Equipped with 2 SP243X main control cards; SP313 4 analog signal input cards 30; SP322 4 analog output cards 3; SP363 7 contact type switch input cards 8; SP364 7 relay output cards 10 One. There are totally 108 AI signals; 8 AO signals; 40 DI signals; 50 DO signals.
(2) Network structure
Figure 2 Network structure of sewage treatment system
(3) Software configuration
Display data overview, historical curve of each inspection point, process flow chart of each process, and state of each valve on site, and set up different permissions to ensure the safety of the system.
Shift report at 8:30, 16:30, 0:30, in the form of: display the whole point data of current shift temperature and flow, flow accumulation, valve opening and closing time record, equipment operation status; monthly report , The format is: taking each day as the recording unit, display the daily average value of the flow (sum of the daily punctual records/24), monthly cumulative value, and the daily average value of the temperature (the sum of daily punctual records/24), and input at the same time Edit other data.

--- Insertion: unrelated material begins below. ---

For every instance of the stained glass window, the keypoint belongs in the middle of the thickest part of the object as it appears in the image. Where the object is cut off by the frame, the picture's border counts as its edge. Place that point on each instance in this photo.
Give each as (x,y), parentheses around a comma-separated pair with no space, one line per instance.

3. SBR reaction tank valve control: as shown in Figure
Figure 3 Flow chart of valve control algorithm
4. SBR reaction tank valve status alarm:
If the valve in the aeration tank fails and is not discovered in time, the sewage will be discharged into the next process without full degradation, and it will not be able to meet the national discharge standards for sewage purification, causing greater losses. So with the help of smart valves The valve alarm program is designed with the feedback signal, so as to deal with the failure in time and reduce the loss.
The alarm is defined as: after the valve is opened/closed, there is no feedback signal within 12 seconds and it is regarded as a valve failure. The sound and light alarm method is used to remind the maintenance personnel to go to troubleshoot and resume production.